American manufacturer

Buckeye Steel Castings was a steel manufacturer based in Columbus, Ohio best known for its longtime president, Samuel P. Bush, the grandfather of President George H. W. Bush and great-grandfather of President George W. Bush.

Buckeye, named for the Ohio Buckeye tree, was founded in Columbus as the Murray-Hayden Foundry, which originally produced iron farm implements. After Finding success in manufacturing iron railroad car couplers, the company changed its name to the Buckeye Automatic Car Coupler Company in 1891 and later to the Buckeye Malleable Iron and Coupler Company in 1894. Growing demand for stronger coupling assemblies eventually led to a transition to steel production and the adoption of the name Buckeye Steel Castings.

The business was closely associated with rail baron E.H. Harriman, and for some time, was controlled by Frank Rockefeller, the brother of oil magnate John D. Rockefeller.
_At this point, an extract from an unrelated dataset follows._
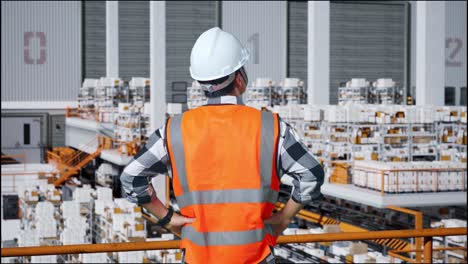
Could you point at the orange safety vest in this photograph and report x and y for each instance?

In 1901, Buckeye hired Samuel Prescott "S.P." Bush as general manager. Bush. A graduate of Stevens Institute of Technology, Bush had advanced from apprentice mechanic at the locally based Pittsburgh, Cincinnati, Chicago and St. Louis Railroad to superintendent of motive power at that railroad, and, briefly, the Milwaukee Road.

In 1908, following Rockefeller's departure, Bush became president, a position he held until 1928. During this tenure, he gained recognition as a leading industrialist and exercised political influence in Washington, D.C.

Bush had a progressive business outlook for his time and implemented many modern management practices, along with a notably generous working environment.

In 1967, the parent company Buckeye International, Inc. was established and was later acquired in 1980 by Worthington Industries through a stock merger. Worthington sold Buckeye Steel in 1999, and the company filed for bankruptcy in 2002.

Following the bankruptcy, former Worthington president Donald Malenick led an investment group that purchased Buckeye’s assets and reopened the business as Columbus Steel Castings. The company again closed after filing for bankruptcy in 2016.